Factories and departments also conducted ethics and compliance (anti-corruption and anti-bullying) training during Employee Care Days.
Training Summary:

Training Program Number of Participants Total Training Hours Completion Rate
Social Responsibility, Human Rights, Ethical Management & Business Ethics Training 892 1,101.59 100%
Ethical Corporate Management Promotion 37 18.5 100%
No significant differences
Ⅲ. Operation of the Company’s Whistleblowing System
(1) Has the Company established specific whistleblowing and reward systems, convenient reporting channels, and designated appropriate personnel to handle reports? 1.The Company has established the Business Ethics Management Procedure, Anti-Corruption Management Policy, and Whistleblowing, Complaints, Suggestions, and Employee Participation & Feedback Management Procedure.
  • Toll-free hotline: 0800-588-100
  • Anti-corruption mailbox: anti-corruption@shinkong.com.tw (Audit Office)
  • Internal extension: 1199 (Plant Affairs Department)

2.Reporting channels are publicly disclosed on the Company website. Based on the nature of the report, a dedicated unit is assigned to handle the case in accordance with procedures, and an investigation task force is established where necessary.
No significant differences
(2) Has the Company established standard operating procedures for investigations, post-investigation measures, and confidentiality mechanisms?
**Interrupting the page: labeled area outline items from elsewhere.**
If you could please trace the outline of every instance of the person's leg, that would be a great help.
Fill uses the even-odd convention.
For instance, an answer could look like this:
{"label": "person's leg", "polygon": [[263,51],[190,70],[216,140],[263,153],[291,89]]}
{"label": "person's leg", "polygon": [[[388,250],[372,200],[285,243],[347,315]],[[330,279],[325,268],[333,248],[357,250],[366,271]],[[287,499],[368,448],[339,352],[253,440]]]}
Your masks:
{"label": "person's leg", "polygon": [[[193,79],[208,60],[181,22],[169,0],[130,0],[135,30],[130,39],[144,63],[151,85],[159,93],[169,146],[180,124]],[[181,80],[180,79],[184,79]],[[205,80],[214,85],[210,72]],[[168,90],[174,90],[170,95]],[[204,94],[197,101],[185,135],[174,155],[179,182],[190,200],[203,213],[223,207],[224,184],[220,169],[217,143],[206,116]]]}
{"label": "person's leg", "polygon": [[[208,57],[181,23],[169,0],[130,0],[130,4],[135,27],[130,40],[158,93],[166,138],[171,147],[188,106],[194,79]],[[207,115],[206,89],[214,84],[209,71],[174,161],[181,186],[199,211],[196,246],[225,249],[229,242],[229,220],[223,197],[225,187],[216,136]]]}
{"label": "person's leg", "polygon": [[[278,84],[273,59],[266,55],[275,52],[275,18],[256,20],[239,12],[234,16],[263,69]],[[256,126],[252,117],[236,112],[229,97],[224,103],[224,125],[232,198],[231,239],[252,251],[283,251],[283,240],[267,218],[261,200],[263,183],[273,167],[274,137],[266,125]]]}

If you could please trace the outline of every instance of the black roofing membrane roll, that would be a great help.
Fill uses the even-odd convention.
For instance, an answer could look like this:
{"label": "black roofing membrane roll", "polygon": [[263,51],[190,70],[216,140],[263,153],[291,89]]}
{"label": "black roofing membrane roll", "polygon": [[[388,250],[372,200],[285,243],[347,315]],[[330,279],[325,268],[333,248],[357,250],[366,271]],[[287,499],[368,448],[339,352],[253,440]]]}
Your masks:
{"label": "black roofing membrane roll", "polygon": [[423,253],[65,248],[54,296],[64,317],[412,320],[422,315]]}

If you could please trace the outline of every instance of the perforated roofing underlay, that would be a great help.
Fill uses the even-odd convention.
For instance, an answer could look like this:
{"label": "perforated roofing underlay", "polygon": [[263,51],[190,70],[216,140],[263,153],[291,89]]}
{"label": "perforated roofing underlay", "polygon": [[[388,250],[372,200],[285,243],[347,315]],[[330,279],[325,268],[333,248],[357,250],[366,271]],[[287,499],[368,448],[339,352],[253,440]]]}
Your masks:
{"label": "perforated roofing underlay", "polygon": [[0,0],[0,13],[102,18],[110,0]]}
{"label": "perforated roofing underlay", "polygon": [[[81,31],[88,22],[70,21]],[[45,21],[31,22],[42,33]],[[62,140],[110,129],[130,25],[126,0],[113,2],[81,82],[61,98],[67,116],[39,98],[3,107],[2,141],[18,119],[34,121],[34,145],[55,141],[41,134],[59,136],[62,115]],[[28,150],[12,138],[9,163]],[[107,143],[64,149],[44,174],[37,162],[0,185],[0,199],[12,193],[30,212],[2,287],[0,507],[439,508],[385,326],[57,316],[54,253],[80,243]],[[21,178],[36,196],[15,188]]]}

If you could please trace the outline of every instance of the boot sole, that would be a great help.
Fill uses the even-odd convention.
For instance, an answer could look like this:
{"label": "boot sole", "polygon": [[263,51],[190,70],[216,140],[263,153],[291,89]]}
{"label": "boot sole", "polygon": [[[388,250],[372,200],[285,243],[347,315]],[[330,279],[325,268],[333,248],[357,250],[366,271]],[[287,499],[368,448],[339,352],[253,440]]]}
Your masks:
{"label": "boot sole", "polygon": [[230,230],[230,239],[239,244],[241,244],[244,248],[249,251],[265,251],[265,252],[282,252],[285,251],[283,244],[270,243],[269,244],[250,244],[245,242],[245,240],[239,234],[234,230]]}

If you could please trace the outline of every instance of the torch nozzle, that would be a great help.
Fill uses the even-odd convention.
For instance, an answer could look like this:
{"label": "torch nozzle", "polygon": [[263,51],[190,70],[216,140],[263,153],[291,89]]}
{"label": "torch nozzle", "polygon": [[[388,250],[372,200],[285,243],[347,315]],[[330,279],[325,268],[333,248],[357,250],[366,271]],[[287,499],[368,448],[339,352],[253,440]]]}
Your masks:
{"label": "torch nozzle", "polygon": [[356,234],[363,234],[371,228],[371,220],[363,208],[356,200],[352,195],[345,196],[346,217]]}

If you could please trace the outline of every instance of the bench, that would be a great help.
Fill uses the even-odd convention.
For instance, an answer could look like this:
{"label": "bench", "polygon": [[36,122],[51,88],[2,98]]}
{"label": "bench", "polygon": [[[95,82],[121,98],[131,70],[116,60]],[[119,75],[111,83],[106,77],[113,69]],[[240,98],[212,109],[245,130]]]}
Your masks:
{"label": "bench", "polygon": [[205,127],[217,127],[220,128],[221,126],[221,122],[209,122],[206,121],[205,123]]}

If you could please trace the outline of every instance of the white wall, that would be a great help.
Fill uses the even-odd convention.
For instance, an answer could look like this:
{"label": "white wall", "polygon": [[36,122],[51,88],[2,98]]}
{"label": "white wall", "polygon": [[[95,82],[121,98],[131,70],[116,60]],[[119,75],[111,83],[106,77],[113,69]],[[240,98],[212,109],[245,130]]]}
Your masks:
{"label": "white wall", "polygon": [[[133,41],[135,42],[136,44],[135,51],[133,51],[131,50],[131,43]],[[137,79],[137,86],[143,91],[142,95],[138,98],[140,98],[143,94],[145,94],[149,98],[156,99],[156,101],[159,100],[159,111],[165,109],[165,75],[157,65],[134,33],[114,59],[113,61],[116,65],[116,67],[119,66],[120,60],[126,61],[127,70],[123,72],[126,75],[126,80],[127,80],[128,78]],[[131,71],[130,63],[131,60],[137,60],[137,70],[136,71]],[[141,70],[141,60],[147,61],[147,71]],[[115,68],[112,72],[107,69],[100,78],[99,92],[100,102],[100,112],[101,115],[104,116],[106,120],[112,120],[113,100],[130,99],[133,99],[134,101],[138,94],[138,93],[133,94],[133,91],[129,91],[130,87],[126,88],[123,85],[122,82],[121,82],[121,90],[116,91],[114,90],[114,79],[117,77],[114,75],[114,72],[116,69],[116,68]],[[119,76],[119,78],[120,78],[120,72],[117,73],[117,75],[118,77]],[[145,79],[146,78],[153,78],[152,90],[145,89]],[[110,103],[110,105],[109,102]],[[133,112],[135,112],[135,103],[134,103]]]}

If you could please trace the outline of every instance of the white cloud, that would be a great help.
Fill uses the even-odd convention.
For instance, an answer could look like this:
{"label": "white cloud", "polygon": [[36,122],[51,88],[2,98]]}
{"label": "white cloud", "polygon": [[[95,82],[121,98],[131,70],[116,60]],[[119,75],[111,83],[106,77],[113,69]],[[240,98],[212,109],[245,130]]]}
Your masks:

The Whistleblowing, Complaints, Suggestions, and Employee Participation & Feedback Management Procedure specifies handling procedures, and the Whistleblower Protection and Anti-Retaliation Management Procedure ensures confidentiality of whistleblower identities and content. No material differences.
(3) Has the Company implemented measures to protect whistleblowers from retaliation? 1.The Whistleblower Protection and Anti-Retaliation Management Procedure guarantees confidentiality and protection against improper treatment.
2.In fiscal year 2025, the Company received zero (0) whistleblowing cases.
No material differences.
IV. Enhancement of Information Disclosure
Does the Company disclose its Ethical Corporate Management Best Practice Principles and implementation results on its website and the Market Observation Post System? 1.The Company has completed a Compliance Manual, distributed it internally, and disclosed ethical management information on internal knowledge platforms and the Company website.
2.In fiscal year 2025, there were no violations of ethical corporate management principles or corruption incidents.
No material differences.
V. Differences Between the Company’s Ethical Corporate Management Practices and the Ethical Corporate Management Best Practice Principles
The Company has established the Ethical Corporate Management Best Practice Principles and the Ethical Corporate Management Operating Procedures and Code of Conduct, and operates in accordance therewith. There are no differences between actual operations and the established principles.
VI. Other Important Information Helpful for Understanding the Company’s Ethical Corporate Management Practices
The Company has formulated the Ethical Corporate Management Operating Procedures and Code of Conduct, defining behavioral standards, establishing dedicated units, and effectively implementing related operations.